Unfortunately, because I needed both hands to climb down to the springs I didn't take my camera in so didn't get a great shot. However, I have included the website for the tour operators, Ocean Outfitters, who have a terrific shot of the hot springs on their site.
I must say, I was a little concerned for some of the elderly folk that came along, probably not expecting the springs to be quite so rugged. One lady slipped on the rocks and needed assistance, so if you go be very careful! However, it is a unique experience and I would highly recommend it.
Walk the Rainforest Trail
This has to be the top of anybody's "to do" list when they go to Tofino. To miss the rainforest trail in Pacific Rim National Park would be a huge travesty (in my opinion) considering how easily-accessible and sublimely awe-inspiring it is.
There are actually two rainforest trails labeled simply, Rainforest Trail A and Rainforest Trail B. They're located immediately off of Hwy 4 and each have their own parking lots at the head of each trail.
As you enter the trail, it becomes an intricate boardwalk of stairs, bridges, and walkways elevated above the forest floor. You can access and experience the sights, smells, and spiritual atmosphere of this rare, undisturbed, old growth temperate rainforest in ways that are generally impossible to experience from the side of the road. The vegetation is lush and vibrant. The enormous cedars and douglas firs have been living here since before Europeans colonized the continent. The tree trunks are coated in carpets of moss, and the forest floor is a dense mixture of salal and sword ferns. Keep your eyes open for wild mushrooms and flowers. In the background is the constant sound of a babbling stream.
Contrary to what you may expect, the rainforest trail walk makes for a perfect rainy day activity. The canopy of the forest offers shelter, and the rain adds a certain lushness and intimacy to the experience. The smells of the forest are more pronounced in the rain, and sounds of the rain and the rivers are almost primal. While I'm not a religious person, a walk through the rainforest trail in the rain is one of the most spiritual experiences you can get.
Each trail is relatively short - you can probably walk one loop in 20-30 minutes, however, if you want to take your time, take some photos, and truly soak up the atmosphere, you could easily spend one hour at each loop. Both trail loops are located on either side of the highway from eachother, so you can park your car at one location and cross the highway to walk the other.

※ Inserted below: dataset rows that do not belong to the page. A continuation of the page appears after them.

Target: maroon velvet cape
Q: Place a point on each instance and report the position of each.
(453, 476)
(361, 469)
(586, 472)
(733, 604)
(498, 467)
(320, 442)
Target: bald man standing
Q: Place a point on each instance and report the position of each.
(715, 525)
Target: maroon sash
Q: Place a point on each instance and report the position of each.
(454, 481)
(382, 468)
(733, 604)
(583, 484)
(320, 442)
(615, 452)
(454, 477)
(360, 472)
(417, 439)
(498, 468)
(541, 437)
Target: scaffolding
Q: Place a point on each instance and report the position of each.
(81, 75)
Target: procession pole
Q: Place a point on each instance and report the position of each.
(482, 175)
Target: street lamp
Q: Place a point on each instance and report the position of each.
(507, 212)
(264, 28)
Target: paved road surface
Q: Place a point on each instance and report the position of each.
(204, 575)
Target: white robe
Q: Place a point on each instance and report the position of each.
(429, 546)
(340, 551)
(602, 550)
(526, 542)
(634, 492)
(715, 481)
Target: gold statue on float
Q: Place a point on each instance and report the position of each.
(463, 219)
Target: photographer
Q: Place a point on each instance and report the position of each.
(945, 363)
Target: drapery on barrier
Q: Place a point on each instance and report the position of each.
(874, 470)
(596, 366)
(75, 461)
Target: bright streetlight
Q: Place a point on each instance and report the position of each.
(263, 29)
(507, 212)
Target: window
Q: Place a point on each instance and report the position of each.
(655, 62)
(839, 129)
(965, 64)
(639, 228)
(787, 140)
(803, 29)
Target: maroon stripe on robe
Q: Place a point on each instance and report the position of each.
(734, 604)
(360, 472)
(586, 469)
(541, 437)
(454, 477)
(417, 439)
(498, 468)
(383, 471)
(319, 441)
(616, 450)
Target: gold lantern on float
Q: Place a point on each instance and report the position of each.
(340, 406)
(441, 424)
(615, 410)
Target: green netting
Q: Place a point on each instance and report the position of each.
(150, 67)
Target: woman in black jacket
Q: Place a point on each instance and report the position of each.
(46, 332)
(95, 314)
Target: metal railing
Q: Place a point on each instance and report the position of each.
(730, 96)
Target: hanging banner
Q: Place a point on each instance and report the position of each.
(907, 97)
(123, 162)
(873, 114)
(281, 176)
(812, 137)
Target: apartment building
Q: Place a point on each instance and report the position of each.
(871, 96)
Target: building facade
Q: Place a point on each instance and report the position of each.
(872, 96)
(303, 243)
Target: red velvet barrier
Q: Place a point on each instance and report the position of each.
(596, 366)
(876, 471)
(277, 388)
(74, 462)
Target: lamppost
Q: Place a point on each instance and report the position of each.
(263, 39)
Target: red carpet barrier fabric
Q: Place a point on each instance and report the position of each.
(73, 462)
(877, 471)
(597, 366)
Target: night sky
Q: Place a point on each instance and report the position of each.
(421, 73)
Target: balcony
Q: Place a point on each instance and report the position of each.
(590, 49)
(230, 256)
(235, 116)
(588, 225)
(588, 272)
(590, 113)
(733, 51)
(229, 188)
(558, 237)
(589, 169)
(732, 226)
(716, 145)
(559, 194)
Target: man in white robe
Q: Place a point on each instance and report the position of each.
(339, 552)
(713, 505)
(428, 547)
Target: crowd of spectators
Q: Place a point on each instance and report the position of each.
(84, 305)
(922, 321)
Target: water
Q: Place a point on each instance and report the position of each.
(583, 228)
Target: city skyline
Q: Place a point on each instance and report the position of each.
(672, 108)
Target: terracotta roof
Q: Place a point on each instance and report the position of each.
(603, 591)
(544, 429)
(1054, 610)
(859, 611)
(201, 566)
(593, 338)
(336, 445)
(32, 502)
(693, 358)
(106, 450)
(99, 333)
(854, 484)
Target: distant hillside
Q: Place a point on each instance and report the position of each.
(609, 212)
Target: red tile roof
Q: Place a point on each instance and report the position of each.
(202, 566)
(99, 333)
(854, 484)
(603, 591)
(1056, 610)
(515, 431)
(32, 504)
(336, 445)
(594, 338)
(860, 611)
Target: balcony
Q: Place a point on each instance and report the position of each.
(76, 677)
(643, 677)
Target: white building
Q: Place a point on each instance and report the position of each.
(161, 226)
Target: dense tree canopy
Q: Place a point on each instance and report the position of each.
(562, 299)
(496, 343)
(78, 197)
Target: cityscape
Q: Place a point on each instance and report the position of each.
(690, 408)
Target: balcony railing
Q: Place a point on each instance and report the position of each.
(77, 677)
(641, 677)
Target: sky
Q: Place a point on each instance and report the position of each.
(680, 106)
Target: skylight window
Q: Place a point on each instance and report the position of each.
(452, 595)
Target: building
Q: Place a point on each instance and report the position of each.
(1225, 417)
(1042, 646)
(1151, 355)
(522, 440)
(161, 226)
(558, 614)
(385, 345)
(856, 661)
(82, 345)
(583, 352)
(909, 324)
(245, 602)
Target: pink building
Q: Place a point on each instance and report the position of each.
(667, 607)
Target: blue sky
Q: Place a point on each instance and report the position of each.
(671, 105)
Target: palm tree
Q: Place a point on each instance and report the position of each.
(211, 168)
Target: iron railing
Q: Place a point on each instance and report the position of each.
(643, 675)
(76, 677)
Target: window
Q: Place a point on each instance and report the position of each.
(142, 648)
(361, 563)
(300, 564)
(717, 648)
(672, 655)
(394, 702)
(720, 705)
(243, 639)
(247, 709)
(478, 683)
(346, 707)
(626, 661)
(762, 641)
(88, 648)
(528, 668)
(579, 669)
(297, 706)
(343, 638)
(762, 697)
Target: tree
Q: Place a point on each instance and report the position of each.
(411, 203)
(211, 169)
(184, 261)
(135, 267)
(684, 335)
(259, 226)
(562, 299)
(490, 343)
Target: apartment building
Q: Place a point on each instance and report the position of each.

We spent hours one day climbing over the rocks in more deserted southerly part of Long Beach looking at all the marine life captured in the tidal pools left when the tide retreated. There were all sorts of crabs, anenomes, starfish and of course little fish of all kinds.
Go to a Party
If you can manage it, try and go to a local party. Keep your ears open and ask around - people are pretty friendly. Parties in Tofino are usually saturated with alcohol and pot, so if you're in to that, perfect. Otherwise, they can still be a blast!